Shares of InterContinental Hotels Group also rallied 8.2% after the Holiday Inn and Crowne Plaza chains owner said it plans to distribute $750 million to shareholders through a special dividend. The move comes after the company reported a 6% rise in first-quarter revenue for each available room.

Meanwhile, AstraZeneca PLC rebuffed Pfizer Inc.'s (PFE) acquisition offer, which was raised to GBP50 a share ($84.87), valuing AstraZeneca at GBP63 billion ($106.43 billion).

"Inadequate" is what AstraZeneca called financial and other terms of the offer. AstraZeneca shares had turned up during the session, but concluded the day with a 0.2% decline.

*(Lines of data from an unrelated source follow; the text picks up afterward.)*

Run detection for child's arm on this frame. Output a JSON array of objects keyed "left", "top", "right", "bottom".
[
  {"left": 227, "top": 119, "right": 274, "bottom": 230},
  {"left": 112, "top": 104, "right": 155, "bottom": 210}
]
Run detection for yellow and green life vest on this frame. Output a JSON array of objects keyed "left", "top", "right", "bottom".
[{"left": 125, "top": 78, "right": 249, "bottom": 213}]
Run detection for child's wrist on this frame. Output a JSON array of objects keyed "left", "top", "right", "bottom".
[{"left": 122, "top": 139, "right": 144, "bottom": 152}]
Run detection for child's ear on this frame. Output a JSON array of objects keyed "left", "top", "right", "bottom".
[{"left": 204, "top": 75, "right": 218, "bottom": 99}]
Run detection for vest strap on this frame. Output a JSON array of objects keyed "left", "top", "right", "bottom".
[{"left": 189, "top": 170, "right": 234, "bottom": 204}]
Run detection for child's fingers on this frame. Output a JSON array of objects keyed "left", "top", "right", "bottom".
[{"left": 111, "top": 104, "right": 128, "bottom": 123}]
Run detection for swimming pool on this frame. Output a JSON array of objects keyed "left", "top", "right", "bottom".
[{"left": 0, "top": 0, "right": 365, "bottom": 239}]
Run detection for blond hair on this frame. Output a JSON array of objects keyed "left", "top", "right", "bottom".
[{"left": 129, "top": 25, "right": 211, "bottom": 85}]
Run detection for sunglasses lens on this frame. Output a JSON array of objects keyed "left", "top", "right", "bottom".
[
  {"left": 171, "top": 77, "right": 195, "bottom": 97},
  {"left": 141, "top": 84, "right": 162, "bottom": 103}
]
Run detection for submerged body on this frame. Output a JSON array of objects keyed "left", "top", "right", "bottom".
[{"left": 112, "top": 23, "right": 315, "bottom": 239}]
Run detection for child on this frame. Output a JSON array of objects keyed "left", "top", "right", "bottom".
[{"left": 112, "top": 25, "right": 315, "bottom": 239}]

The shares still finished the week up by 17.8%, their strongest week on record, according to FactSet.

"Pfizer's proposal would dramatically dilute AstraZeneca shareholders' exposure to our unique pipeline and would create risks around its delivery. As such, the board has no hesitation in rejecting the proposal," said AstraZeneca Chariman Leif Johansson in a statement.

In January, Pfizer had valued the company at GBP46.61 a share, or about $100 billion.

Reckitt Benckiser Group PLC shares fell 0.9% following a Bloomberg report that Bayer AG is close to reaching an agreement to take over Merck & Co. Inc.'s (MRK) consumer-health care unit, in a deal that values the unit at $14 billion.

Earlier this week, Reckitt Benckiser said it was in talks to buy the unit from Merck, adding that it was "part of a competitive process." A Bayer representative declined to comment on the Bloomberg report, while a Merck spokesperson wasn't immediately available.

In other developments Friday, Markit and the Chartered Institute of Purchasing & Supply said U.K. house-building activity grew in April.